FCC announces that it plans to reject application for network construction.

Published on: Feb 15, 2012

The Federal Communications Commission on Tuesday announced that they were denying LightSquared's application to build a new wireless network after the National Telecommunications and Information Administration concluded that the risk of interference with GPS devices can't be eliminated. NTIA found interference with dozens of devices that rely on GPS during testing. Everything from personal navigation programs to aircraft control systems could be jeopardized.

Last year the FCC gave tentative approval to LightSquared provided the government found satisfactory evidence that any problems that would be caused by using the frequency adjacent to GPS were addressed. With Tuesday's decision the application for building the network will be rejected and the tentative approval given last year will be revoked. These decisions do require a public comment period and FCC commissioners could potentially overturn the decision. However several agencies, companies and farm groups are firmly entrenched against it.
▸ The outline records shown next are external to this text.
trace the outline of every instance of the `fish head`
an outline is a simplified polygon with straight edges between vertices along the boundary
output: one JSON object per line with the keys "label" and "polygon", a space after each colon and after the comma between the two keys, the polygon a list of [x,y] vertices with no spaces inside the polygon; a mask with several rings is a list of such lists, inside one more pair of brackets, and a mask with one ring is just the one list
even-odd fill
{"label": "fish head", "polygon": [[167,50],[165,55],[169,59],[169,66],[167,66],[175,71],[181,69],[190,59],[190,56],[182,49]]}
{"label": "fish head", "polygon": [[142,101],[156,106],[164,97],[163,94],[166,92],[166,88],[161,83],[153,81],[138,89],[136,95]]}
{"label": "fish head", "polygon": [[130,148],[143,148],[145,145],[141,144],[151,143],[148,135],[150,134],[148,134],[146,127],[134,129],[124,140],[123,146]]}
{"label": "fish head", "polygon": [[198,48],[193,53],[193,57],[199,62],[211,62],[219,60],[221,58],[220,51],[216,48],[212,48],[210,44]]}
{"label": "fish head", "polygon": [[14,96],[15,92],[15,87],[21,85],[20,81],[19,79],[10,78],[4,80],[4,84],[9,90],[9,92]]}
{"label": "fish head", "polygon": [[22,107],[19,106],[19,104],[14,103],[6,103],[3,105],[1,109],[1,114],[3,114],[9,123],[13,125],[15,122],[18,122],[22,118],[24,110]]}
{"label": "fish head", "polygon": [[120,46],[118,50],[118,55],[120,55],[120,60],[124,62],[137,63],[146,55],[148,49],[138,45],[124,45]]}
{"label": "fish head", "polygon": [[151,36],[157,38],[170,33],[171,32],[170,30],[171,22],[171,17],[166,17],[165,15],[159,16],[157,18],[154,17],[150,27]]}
Farm groups have been concerned that LightSquared's network would interfere with GPS farm guidance systems. American Soybean Association President Steve Wellman says they are very pleased that FCC has acted to prevent adverse effects on farmers.

"Tuesday's decision by the FCC is certainly a great relief for more than 600,000 soybean farmers across the country who use GPS technology to precision-apply seed and fertilizer; to test fields for fertility and to monitor yields; to reduce chemical and fuel use; and to map field boundaries, roads, irrigation systems," Wellman said. "GPS technology has enabled farmers to produce more food for a growing world population with fewer inputs."

While Wellman says ASA supports finding solutions to help expand broadband access in rural areas, he also says it must not be at the expense of GPS precision farming systems.

"Farmers invest thousands of dollars in high-precision GPS equipment and applications to run more efficient, sustainable, cost-effective and productive farms," Wellman said. "The LightSquared network would have rendered that investment - not to mention the consumer GPS market projected to reach almost $29 billion in the U.S. by 2015 - all but useless. The FCC's decision this week is one that is in the best interests of both the American farmer and the American consumer."